Couple waits for airbag repair costs after crash leaves Toyota without exterior damage
Toyota Canada and SGI at odds over who should pay repair costs
After almost a year, a couple near North Battleford, Sask., wants to know why Toyota Canada and SGI cannot agree on who should pay to repair their SUV.
Barb MacNaughton was driving their 2005 Toyota Sequoia along Highway 16 near Radisson, Sask on Jan. 27. Snow was melting, and as she tried to pass a semi-trailer, she lost control of her vehicle.
"I know that I hit the ditch at a huge speed and I spun around and I thought I was gonna tip," said MacNaughton. "There was a really big bang and I could smell it and my side airbags were right there, within a second."
Witnesses to the crash pulled her out of the vehicle, eventually towing it from slushy snow in the ditch,
"They had to dig the side of my vehicle out to get any chain or anything on it because I really wallopped the ditch good."
Car initially deemed a write-off
The impact of hitting the airbags gave MacNaughton a concussion and whiplash. SGI agreed to pay for her physiotherapy sessions all summer, and took six demerit points from her driver's licence.

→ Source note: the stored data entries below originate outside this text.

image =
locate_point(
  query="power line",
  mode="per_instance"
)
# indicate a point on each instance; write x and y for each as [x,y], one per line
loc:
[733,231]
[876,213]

MacNaughton's husband, Neil, said technicians initially estimated damage to the interior of the SUV would cost $9,000 to repair. He said he signed papers agreeing to write off the vehicle, and saw it towed to a local salvage yard.
By Feb. 19, he received a letter signed by Randy Daum, the manager of North Battleford's SGI Claims Centre, noting SGI would not pay for any repairs, as "damages to your vehicle were the result of a mechanical breakdown."
"What SGI told me was that if I had one dent the size of my thumb in the side of our vehicle, we would have had insurance. They said one dent. That's all we needed," Neil MacNaughton said. "I didn't blurt it out loud but if I'd have booted the side of my car after, done. Our vehicle would have been written off."
Officials at SGI told CBC that in most cases, when there is no exterior damage to a vehicle after a driving incident, damage coverage is denied.
"In situations where damage is caused to the interior of a vehicle due to malfunctioning airbags, it would not be covered by insurance because it is considered a mechanical failure," SGI officials noted in an e-mail.
"They basically told us to go away," said Neil.
Toyota says no mechanical failure occurred
For months, the car sat at North Battleford's Toyota dealership while technicians analyzed what happened during the crash.
A letter to Barb MacNaughton dated July 14, 2016, confirmed there was no exterior collision damage, but data from the car's event data recorder showed "roll angle sensors detected the onset of a rollover and the threshold for deployment was met."
Neil said he was told technicians would plug a device into the SUV's on-board computer to scan for codes which would indicate the G-force from the incident.
"SGI told me they plugged into it but they wouldn't tell me what it was," he said. "Even our local dealership could not plug into it. Someone from Toyota Canada had to come from Toronto, fly down to North Battleford, plug into it and take a reading, if the airbags deployed too soon."
"The side curtain airbags in the customer's vehicle deployed as intended," said Michael Bouliane, Toyota Canada's manager of corporate communications. "This should now be a discussion between the customer and their insurer."